All animal research was performed in accordance with UK Home Office regulations under project licence PP8826065, which passed ethical review by the Francis Crick Institute Animal Welfare Review Board in 2019. Within the Biological Research Facility animal units of the Francis Crick institute, mice had ad libitum access to feed and water, and were housed in individually ventilated cages maintained at 22°C with 60% humidity on a 12 h light-dark cycles. Four to eight-week-old (C57BL6×CBA) F1 female mice were super-ovulated using injection of 5 IU of pregnant mare serum gonadotrophin (PMSG; Sigma-Aldrich). Forty-eight hours after PMSG injection, 5 IU of human chorionic gonadotrophin (Sigma-Aldrich) was administered. Super-ovulated females were set up for mating with eight-week-old or older (C57BL6×CBA) F1 males. Mouse zygotes were isolated in flushing and holding medium (FHM) under mineral oil (Origio, ART-4008-5P) and cumulus cells were removed with hyaluronidase (Sigma-Aldrich, H4272).
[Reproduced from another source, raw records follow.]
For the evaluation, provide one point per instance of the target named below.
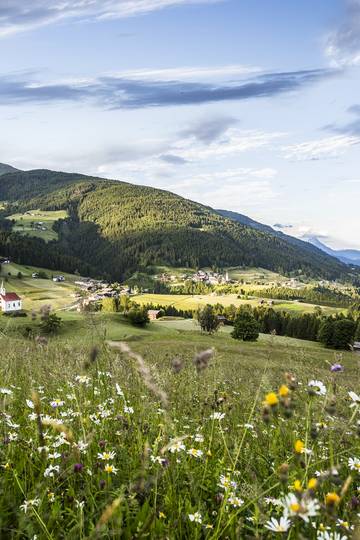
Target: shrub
(50, 324)
(138, 317)
(207, 319)
(246, 327)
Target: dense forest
(115, 228)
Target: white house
(10, 302)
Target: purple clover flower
(336, 368)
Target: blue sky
(248, 105)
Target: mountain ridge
(5, 169)
(116, 227)
(348, 256)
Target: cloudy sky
(247, 105)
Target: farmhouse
(10, 302)
(153, 314)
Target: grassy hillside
(102, 444)
(37, 292)
(38, 223)
(193, 302)
(5, 169)
(117, 227)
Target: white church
(10, 302)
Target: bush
(246, 327)
(207, 319)
(50, 324)
(109, 305)
(337, 334)
(344, 332)
(138, 317)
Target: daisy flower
(317, 387)
(278, 525)
(354, 464)
(217, 416)
(196, 518)
(195, 452)
(177, 446)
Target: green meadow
(25, 223)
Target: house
(153, 314)
(10, 302)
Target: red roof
(10, 297)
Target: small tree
(109, 305)
(246, 327)
(50, 324)
(207, 319)
(344, 332)
(326, 332)
(138, 316)
(357, 333)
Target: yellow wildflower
(284, 391)
(297, 485)
(299, 446)
(332, 499)
(312, 483)
(271, 399)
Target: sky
(246, 105)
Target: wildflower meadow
(178, 439)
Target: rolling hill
(115, 227)
(4, 169)
(348, 256)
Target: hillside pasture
(37, 292)
(38, 223)
(193, 302)
(100, 443)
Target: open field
(26, 223)
(124, 451)
(192, 302)
(37, 292)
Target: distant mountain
(245, 220)
(116, 227)
(4, 169)
(348, 256)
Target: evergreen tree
(246, 327)
(326, 332)
(207, 319)
(344, 332)
(138, 316)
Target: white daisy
(317, 387)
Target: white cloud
(343, 44)
(321, 148)
(21, 15)
(188, 73)
(231, 143)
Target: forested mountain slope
(4, 169)
(116, 227)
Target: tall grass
(119, 442)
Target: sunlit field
(183, 435)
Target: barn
(10, 302)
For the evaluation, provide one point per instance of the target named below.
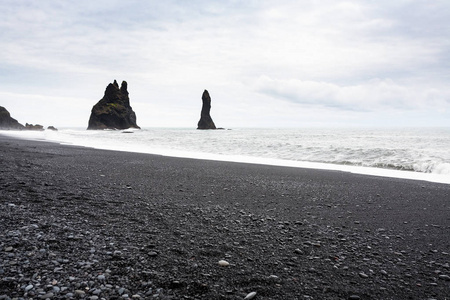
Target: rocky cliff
(8, 123)
(206, 121)
(113, 111)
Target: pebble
(223, 263)
(363, 275)
(28, 287)
(445, 277)
(250, 296)
(48, 295)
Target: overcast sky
(265, 63)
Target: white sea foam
(420, 154)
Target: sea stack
(7, 122)
(113, 111)
(206, 121)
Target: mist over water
(403, 153)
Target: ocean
(413, 153)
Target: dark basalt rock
(206, 121)
(7, 122)
(113, 111)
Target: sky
(279, 63)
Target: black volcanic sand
(90, 224)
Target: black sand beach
(90, 224)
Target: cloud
(374, 95)
(353, 56)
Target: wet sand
(92, 224)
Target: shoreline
(81, 222)
(362, 170)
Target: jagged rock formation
(113, 111)
(7, 122)
(206, 121)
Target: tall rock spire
(206, 121)
(113, 111)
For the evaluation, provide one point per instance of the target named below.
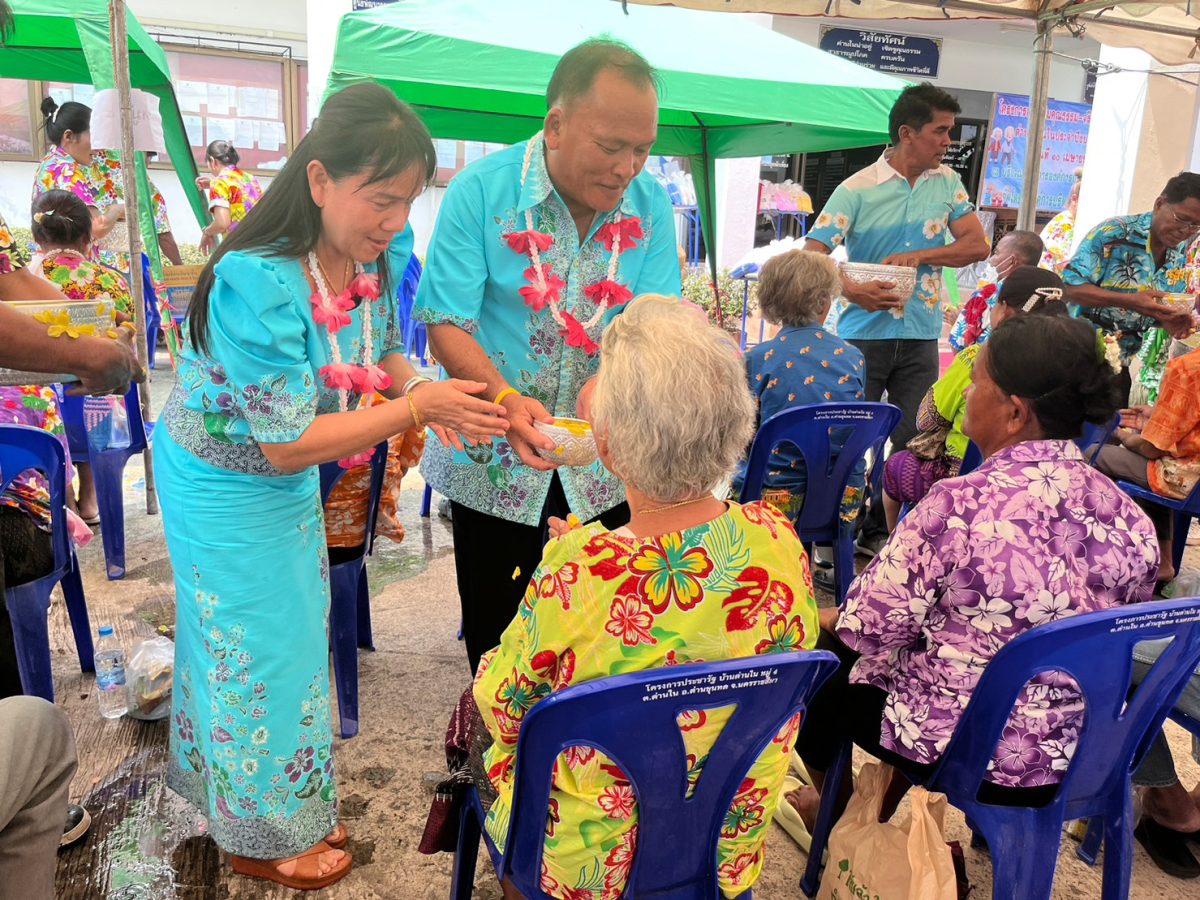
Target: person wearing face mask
(293, 318)
(900, 211)
(972, 323)
(535, 249)
(67, 165)
(1128, 264)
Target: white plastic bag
(149, 676)
(887, 862)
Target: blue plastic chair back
(349, 616)
(861, 427)
(633, 720)
(1097, 436)
(23, 448)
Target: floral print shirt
(1116, 256)
(261, 381)
(81, 279)
(875, 213)
(235, 191)
(601, 604)
(1056, 238)
(472, 280)
(1031, 537)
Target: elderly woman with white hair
(690, 577)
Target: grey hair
(671, 400)
(795, 287)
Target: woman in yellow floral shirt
(689, 579)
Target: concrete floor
(147, 844)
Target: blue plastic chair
(23, 448)
(862, 429)
(1097, 651)
(107, 471)
(971, 461)
(349, 612)
(1097, 436)
(630, 720)
(1185, 511)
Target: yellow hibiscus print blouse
(604, 604)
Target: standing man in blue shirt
(535, 249)
(899, 213)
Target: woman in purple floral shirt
(1032, 535)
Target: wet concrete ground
(147, 844)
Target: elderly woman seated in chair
(691, 577)
(1033, 535)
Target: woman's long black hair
(361, 129)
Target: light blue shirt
(875, 213)
(473, 280)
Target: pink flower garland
(334, 312)
(545, 288)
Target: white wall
(989, 57)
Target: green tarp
(477, 70)
(70, 41)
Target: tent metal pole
(1039, 96)
(117, 12)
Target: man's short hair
(580, 67)
(916, 106)
(1182, 187)
(1027, 246)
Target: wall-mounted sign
(1063, 147)
(883, 52)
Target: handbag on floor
(883, 861)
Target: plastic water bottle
(111, 675)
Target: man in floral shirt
(535, 249)
(899, 211)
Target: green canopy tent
(477, 70)
(70, 41)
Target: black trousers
(487, 550)
(843, 711)
(905, 371)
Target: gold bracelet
(417, 417)
(505, 393)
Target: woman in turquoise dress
(292, 319)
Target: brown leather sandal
(307, 875)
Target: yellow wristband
(417, 417)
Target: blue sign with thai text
(883, 52)
(1063, 147)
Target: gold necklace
(673, 505)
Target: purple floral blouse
(1032, 535)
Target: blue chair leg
(28, 607)
(810, 882)
(77, 609)
(107, 469)
(462, 880)
(1180, 541)
(364, 610)
(343, 639)
(1024, 845)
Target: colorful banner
(1065, 143)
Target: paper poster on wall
(191, 95)
(448, 154)
(220, 99)
(106, 121)
(195, 127)
(1065, 144)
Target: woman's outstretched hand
(454, 415)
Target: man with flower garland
(899, 213)
(535, 249)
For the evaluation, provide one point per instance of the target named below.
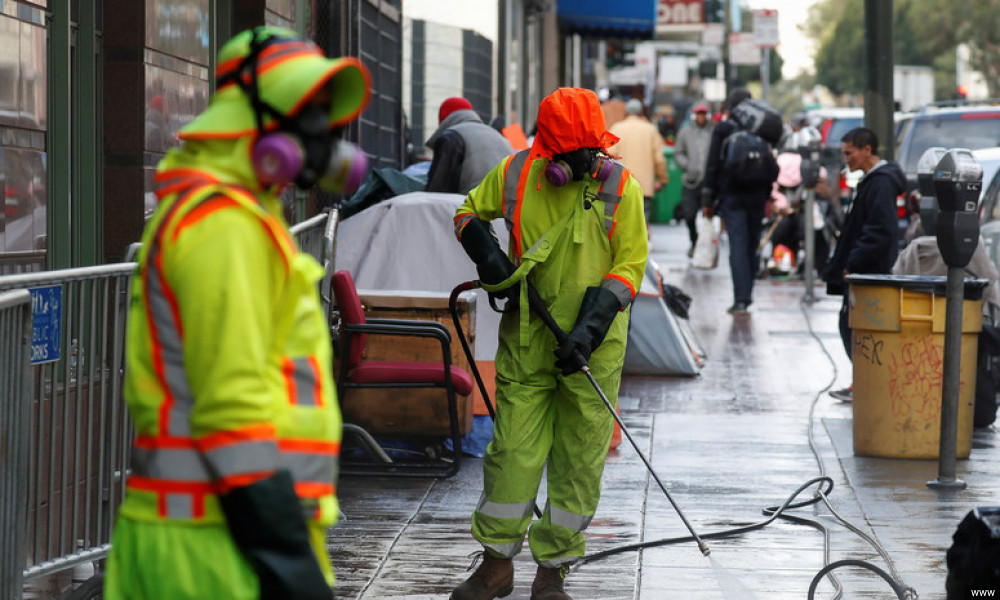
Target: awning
(609, 18)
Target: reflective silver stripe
(620, 290)
(506, 550)
(172, 464)
(243, 458)
(460, 223)
(503, 510)
(180, 506)
(564, 518)
(304, 378)
(559, 562)
(609, 190)
(307, 467)
(511, 179)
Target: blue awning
(609, 18)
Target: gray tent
(407, 243)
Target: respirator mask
(576, 164)
(302, 150)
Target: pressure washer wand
(538, 306)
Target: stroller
(782, 246)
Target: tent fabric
(663, 344)
(407, 243)
(601, 18)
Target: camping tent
(664, 344)
(408, 243)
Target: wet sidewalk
(755, 426)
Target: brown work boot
(493, 579)
(548, 584)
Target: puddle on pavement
(731, 587)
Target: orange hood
(570, 118)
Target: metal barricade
(79, 432)
(15, 394)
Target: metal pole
(765, 74)
(879, 100)
(950, 382)
(810, 236)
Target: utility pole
(879, 102)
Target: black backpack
(747, 161)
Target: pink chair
(358, 373)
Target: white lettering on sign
(679, 12)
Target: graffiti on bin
(870, 348)
(873, 313)
(915, 374)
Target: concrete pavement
(756, 425)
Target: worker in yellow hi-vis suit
(232, 482)
(579, 236)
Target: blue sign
(46, 317)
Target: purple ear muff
(558, 173)
(604, 167)
(277, 158)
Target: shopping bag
(706, 249)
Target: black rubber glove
(492, 263)
(597, 312)
(267, 524)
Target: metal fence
(77, 440)
(15, 391)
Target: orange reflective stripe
(522, 182)
(256, 432)
(314, 490)
(623, 281)
(204, 209)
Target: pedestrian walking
(228, 378)
(641, 150)
(869, 240)
(465, 148)
(739, 197)
(691, 154)
(576, 224)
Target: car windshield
(951, 133)
(841, 126)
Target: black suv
(955, 124)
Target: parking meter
(925, 185)
(958, 179)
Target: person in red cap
(465, 148)
(575, 221)
(691, 153)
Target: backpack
(747, 161)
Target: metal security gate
(371, 30)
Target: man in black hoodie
(741, 208)
(869, 240)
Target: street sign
(713, 34)
(46, 317)
(743, 49)
(765, 28)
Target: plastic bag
(706, 249)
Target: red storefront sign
(680, 12)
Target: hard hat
(286, 71)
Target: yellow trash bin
(897, 349)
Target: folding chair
(355, 372)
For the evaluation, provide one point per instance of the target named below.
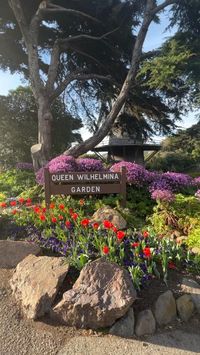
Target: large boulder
(185, 307)
(103, 293)
(124, 327)
(108, 213)
(11, 252)
(35, 283)
(165, 308)
(191, 287)
(146, 323)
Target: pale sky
(154, 39)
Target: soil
(19, 336)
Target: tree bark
(41, 152)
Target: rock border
(165, 310)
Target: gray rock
(35, 283)
(108, 213)
(165, 308)
(145, 323)
(185, 307)
(193, 288)
(124, 327)
(102, 294)
(11, 252)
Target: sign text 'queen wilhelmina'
(85, 183)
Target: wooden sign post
(85, 183)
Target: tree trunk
(41, 152)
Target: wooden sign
(85, 183)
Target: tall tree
(18, 121)
(83, 41)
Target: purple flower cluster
(24, 166)
(136, 174)
(196, 181)
(86, 164)
(163, 195)
(198, 194)
(177, 180)
(62, 163)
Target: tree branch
(94, 38)
(91, 142)
(52, 8)
(15, 5)
(163, 5)
(30, 38)
(53, 68)
(76, 76)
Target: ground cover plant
(147, 249)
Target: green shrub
(194, 237)
(182, 215)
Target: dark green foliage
(180, 152)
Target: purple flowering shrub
(163, 195)
(24, 166)
(196, 181)
(87, 164)
(197, 194)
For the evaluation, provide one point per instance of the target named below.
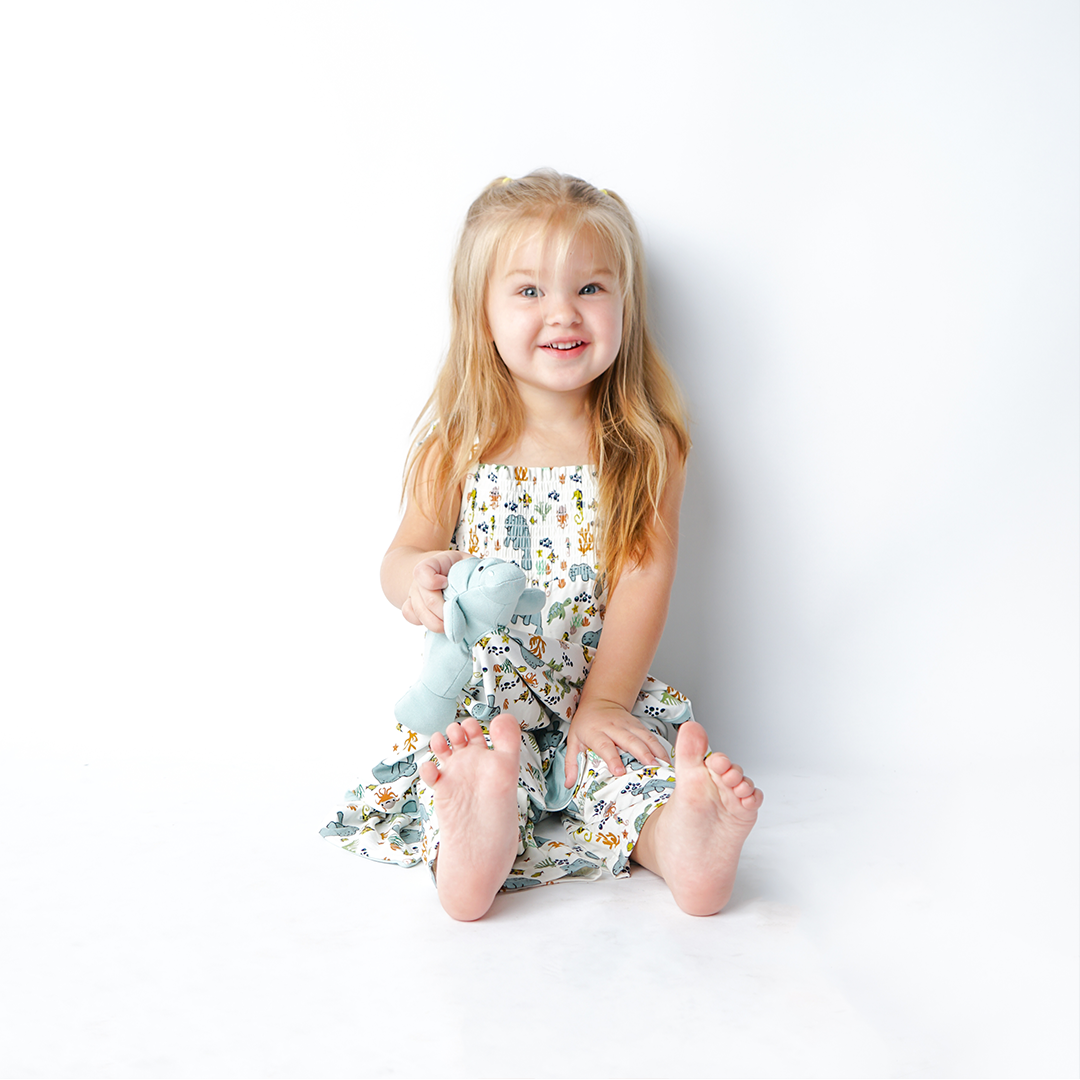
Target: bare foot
(693, 841)
(476, 806)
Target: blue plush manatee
(526, 619)
(520, 538)
(481, 594)
(520, 883)
(530, 658)
(383, 773)
(580, 866)
(653, 785)
(338, 827)
(482, 712)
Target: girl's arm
(633, 623)
(415, 567)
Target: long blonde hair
(636, 406)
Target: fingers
(574, 747)
(607, 750)
(429, 574)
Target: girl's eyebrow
(598, 272)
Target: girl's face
(557, 324)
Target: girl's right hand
(423, 606)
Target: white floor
(186, 920)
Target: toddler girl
(555, 439)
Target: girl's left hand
(607, 728)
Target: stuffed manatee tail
(423, 711)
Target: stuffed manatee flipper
(481, 594)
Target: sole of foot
(701, 829)
(476, 806)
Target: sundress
(544, 520)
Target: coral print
(536, 746)
(536, 676)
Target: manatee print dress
(544, 520)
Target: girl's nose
(561, 310)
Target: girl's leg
(476, 806)
(694, 839)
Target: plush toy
(481, 594)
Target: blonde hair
(474, 408)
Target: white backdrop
(225, 239)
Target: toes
(456, 737)
(753, 801)
(472, 729)
(744, 788)
(505, 732)
(691, 745)
(718, 764)
(732, 778)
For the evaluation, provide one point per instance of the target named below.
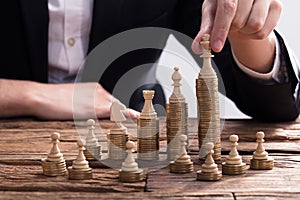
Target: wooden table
(25, 141)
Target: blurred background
(288, 28)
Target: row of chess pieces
(55, 165)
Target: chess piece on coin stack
(130, 172)
(148, 130)
(118, 135)
(177, 117)
(54, 164)
(80, 169)
(210, 171)
(92, 147)
(233, 164)
(209, 129)
(260, 158)
(183, 163)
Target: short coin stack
(209, 129)
(233, 164)
(209, 170)
(148, 130)
(183, 163)
(260, 158)
(54, 164)
(118, 135)
(177, 117)
(92, 148)
(130, 172)
(80, 169)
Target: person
(44, 43)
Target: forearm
(15, 98)
(257, 55)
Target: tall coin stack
(92, 148)
(54, 164)
(118, 135)
(80, 169)
(209, 129)
(177, 117)
(148, 130)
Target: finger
(241, 16)
(208, 16)
(131, 113)
(224, 15)
(257, 17)
(270, 23)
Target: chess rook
(92, 148)
(130, 172)
(233, 164)
(54, 164)
(118, 135)
(260, 158)
(80, 169)
(183, 163)
(177, 117)
(210, 171)
(148, 130)
(209, 129)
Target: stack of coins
(233, 164)
(92, 148)
(209, 170)
(177, 117)
(260, 158)
(80, 169)
(183, 163)
(117, 144)
(209, 129)
(130, 172)
(54, 164)
(148, 130)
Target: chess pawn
(209, 170)
(54, 164)
(183, 163)
(233, 164)
(80, 169)
(260, 158)
(92, 148)
(148, 130)
(130, 172)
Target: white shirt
(69, 30)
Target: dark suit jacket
(24, 38)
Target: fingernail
(217, 46)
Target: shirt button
(71, 41)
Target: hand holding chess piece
(80, 169)
(233, 164)
(92, 150)
(130, 172)
(183, 163)
(209, 170)
(260, 158)
(54, 164)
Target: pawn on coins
(130, 172)
(260, 158)
(183, 163)
(54, 164)
(233, 164)
(80, 169)
(92, 147)
(210, 171)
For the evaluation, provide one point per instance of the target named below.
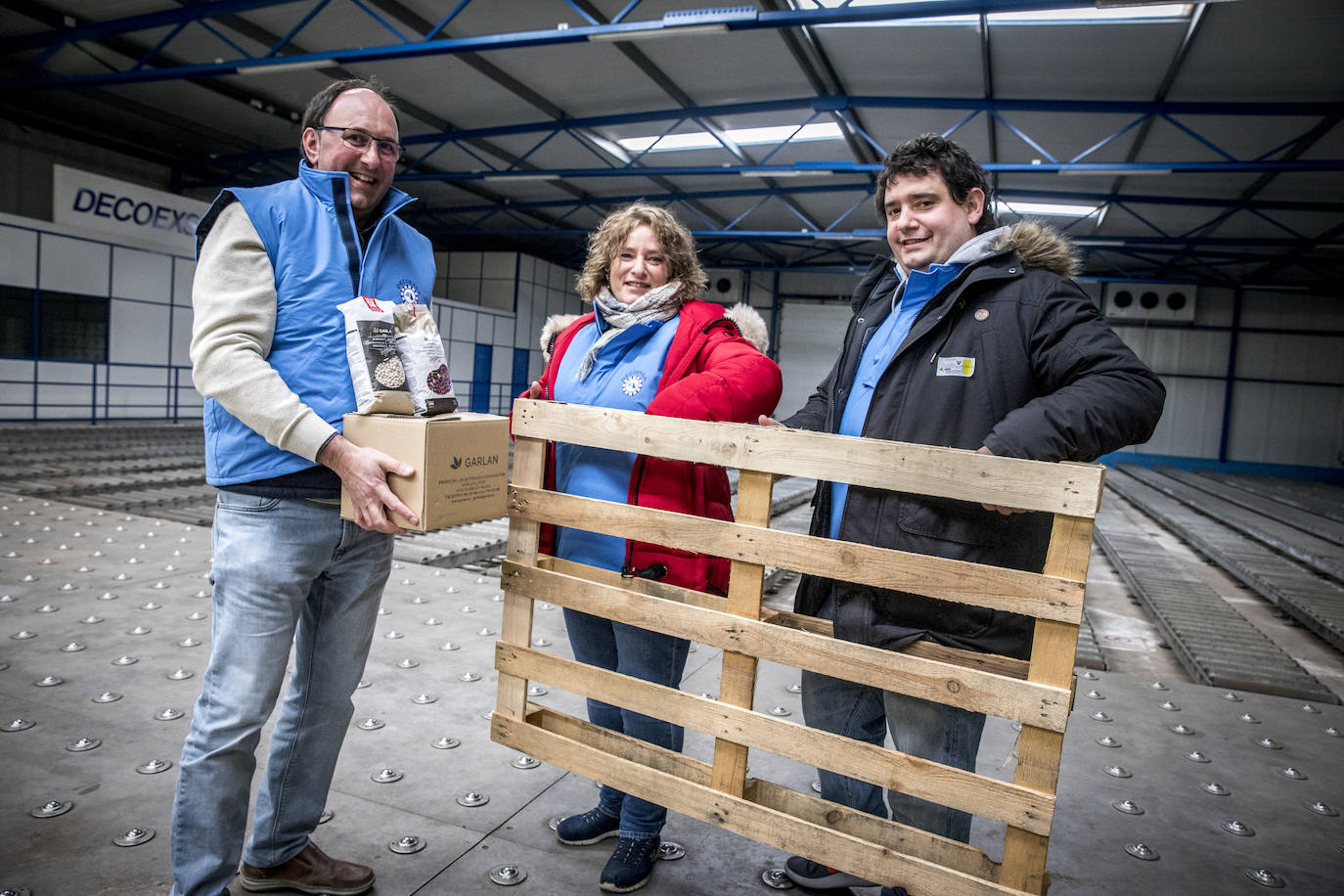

Human and mouse embryo culture

Mouse embryos or human embryos were cultured in drops of pre-equilibrated Global medium (LifeGlobal, LGGG-20) supplemented with 10% human serum albumin (LifeGlobal, GHSA-125) and overlaid with mineral oil (Origio, ART-4008-5P). Pre-implantation embryos were incubated at 37°C and 5% CO2 in an EmbryoScope+ time-lapse incubator (Vitrolife) and cultured until the day of analysis. For embryos donated in Belgium, the embryos were cultured as previously described (De Paepe et al., 2019).

Rat embryo collection and culture

Super-ovulated and mated 7- to 9-week-old Sprague Dawley females were purchased by Charles River UK Limited. Rat two-cell embryos were isolated in FHM and then cultured in drops of pre-equilibrated rat embryo culture medium (mR1ECM, Cosmo Bio Co. Ltd., CSR-R-N174) and overlaid with mineral oil (Origio, ART-4008-5P). Embryos were incubated at 37°C and 5% CO2 and cultured until the day of analysis.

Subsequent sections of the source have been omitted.